In addition to the sensitivity, we have also collected confidence ratings. Interestingly, in our study, confidence was high for all emotion categories in the non-vocoded condition, independently of accuracy. This is in line with previous literature for NH music emotion recognition where confidence did not increase with increased accuracy (Vieillard et al., 2008). This may also be due to the fact that non-vocoded blocks were always presented after vocoded blocks, thus lowered confidence in preceding blocks was at once improved, perhaps inflating confidence, once the signal was no longer vocoded.
In the current study, sensitivity was better than chance across almost all (non-vocoded and vocoded) conditions.
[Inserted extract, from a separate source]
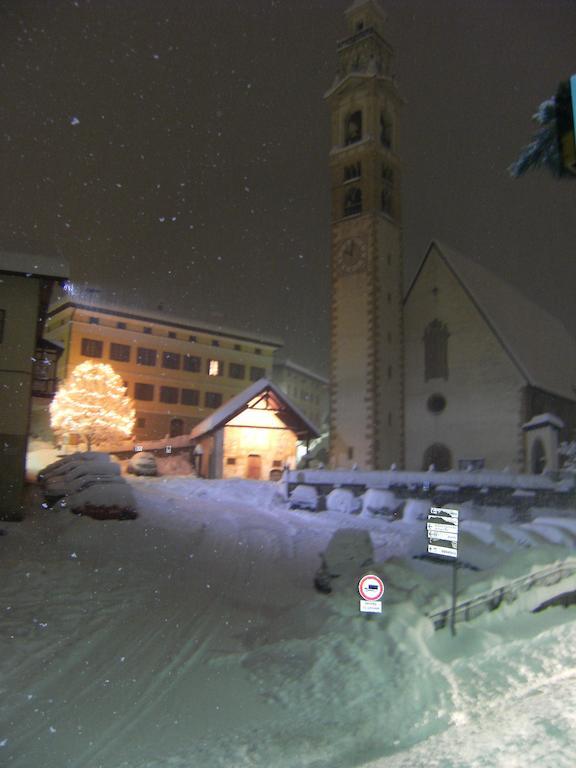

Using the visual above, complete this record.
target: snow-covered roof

High arousal emotions (joy and fear) were categorized with more sensitivity and confidence than low-arousal emotions (serenity and sadness), and when mistakes in categorization were made, they tended to be within arousal class (e.g., serenity confused with sadness or joy confused with fear). In other words, high arousal emotions were categorized with more sensitivity and confidence than low-arousal emotions, independently of valence. This phenomenon was reported previously as well. One study investigated arousal and valence dimensions with the stimuli of Vieillard et al. (2008): a study on NH adults and children found a main effect of arousal, where joy and fear were more accurately identified than sadness or peacefulness, though the effect was much larger in children (Hunter et al., 2011). Results were interpreted such that cultural assignment of mode cues is less available to children than overtly salient tempo. In our case, this explanation is not likely as all participants were adults. One possible explanation pointed out by Vieillard et al. (2008) is that more musical events occur over a shorter time in high arousal conditions, thus, more information is provided to meet the decision threshold. However, Vieillard et al. (2008) did not find the same result in adults, rather categorization accuracy was greatest in happy and sad excerpts compared to threat and peaceful excerpts. Thus this effect in the current study, though comprised of non-vocoded materials, may heavily be influenced by the vocoded conditions and not interpretable per se from the perspective of music emotion categorization with NH.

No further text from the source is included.